Old tunnel was a magnet for adventurous kids

Michael Barnes
mbarnes@statesman.com

For decades, children from Hyde Park and Aldridge Place took a secret passage to the Texas State Hospital on Guadalupe Street.

They started in Adams-Hemphill Park, walking along the allée of pecan trees that date back to the park's founding in 1912. Back then, Lewis Hancock — banker, former Austin mayor, Austin Country Club developer and namesake for Hancock Center — donated to the city more than two acres along Hemphill Creek, a western tributary of Waller Creek.

Next, the neighborhood scamps dropped down into the park's stone drainage channel, built in 1934 as a New Deal project and still the park's distinguishing feature.

At the channel's northern terminus, these would-be Tom Sawyers and Becky Thatchers entered a dark passageway. This tunnel, large enough for a creeping child, led to the hospital. Recalling these exploits, some Austin adults remember that the hospital staffers kept treats on hand for kids who made the journey (inadvertantly encouraging these undertakings).

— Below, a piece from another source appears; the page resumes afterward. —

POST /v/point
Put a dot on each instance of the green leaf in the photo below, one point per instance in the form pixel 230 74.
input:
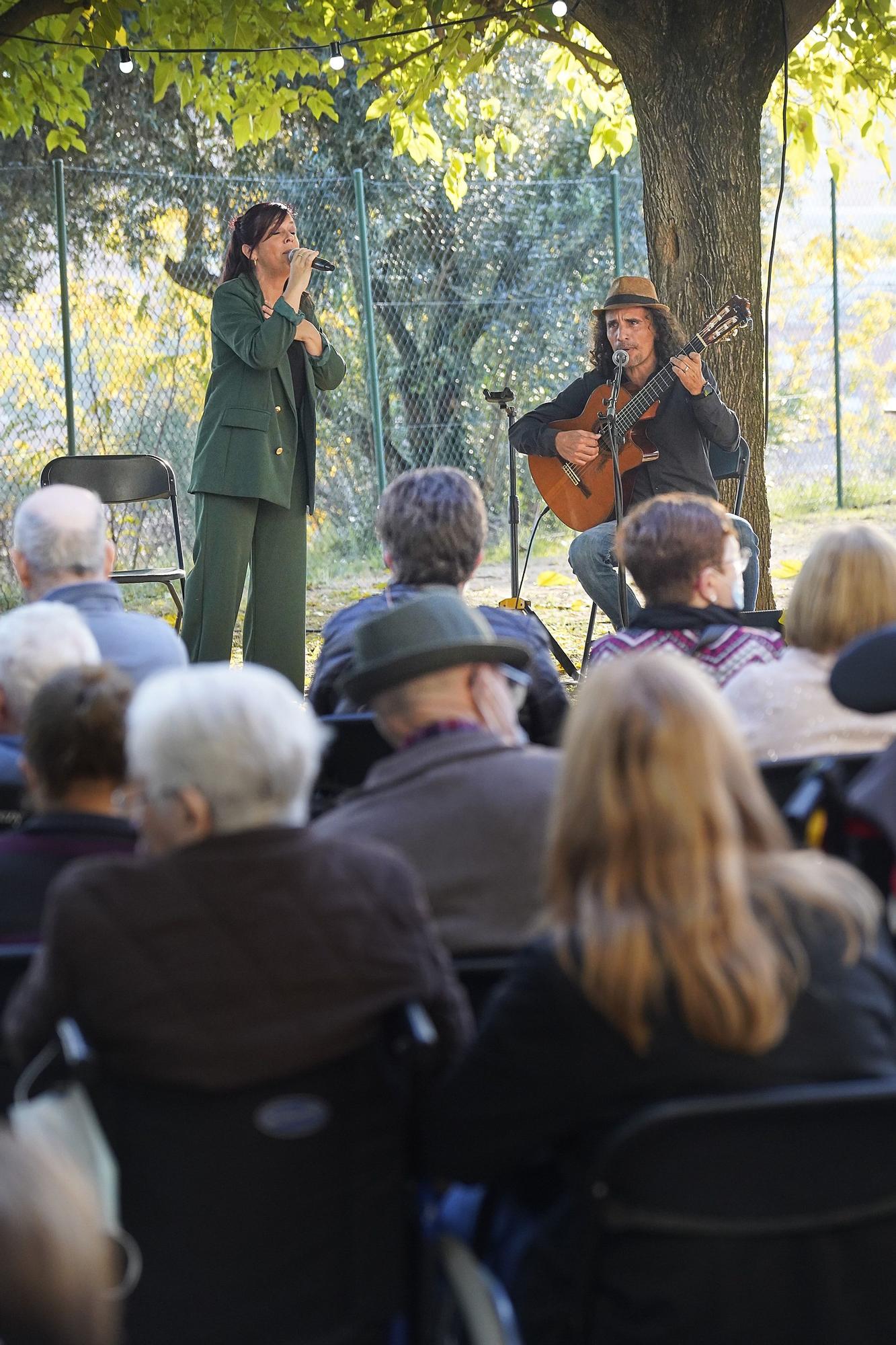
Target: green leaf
pixel 241 131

The drain is now gated. Some of the rainwater that would have raced through it — and into the park — now forms ponds in the Central Park project.

Spelunking aside, Adams-Hemphill is one of those ideal little Austin parks. The upper portion (Hemphill) is fine for dog-walking and picnicking above the decorative channel. The lower section (Adams), south of West 30th Street and downhill from the Scottish Rite Dormitory and Kirby Hall, contains sporting areas and a playground.

The first five acres of the Adams part of the park were acquired in 1929. An old stone wall, not unlike the channel and some of the bridges, lines its southern flank. The combined parks now encompass more than 10 acres.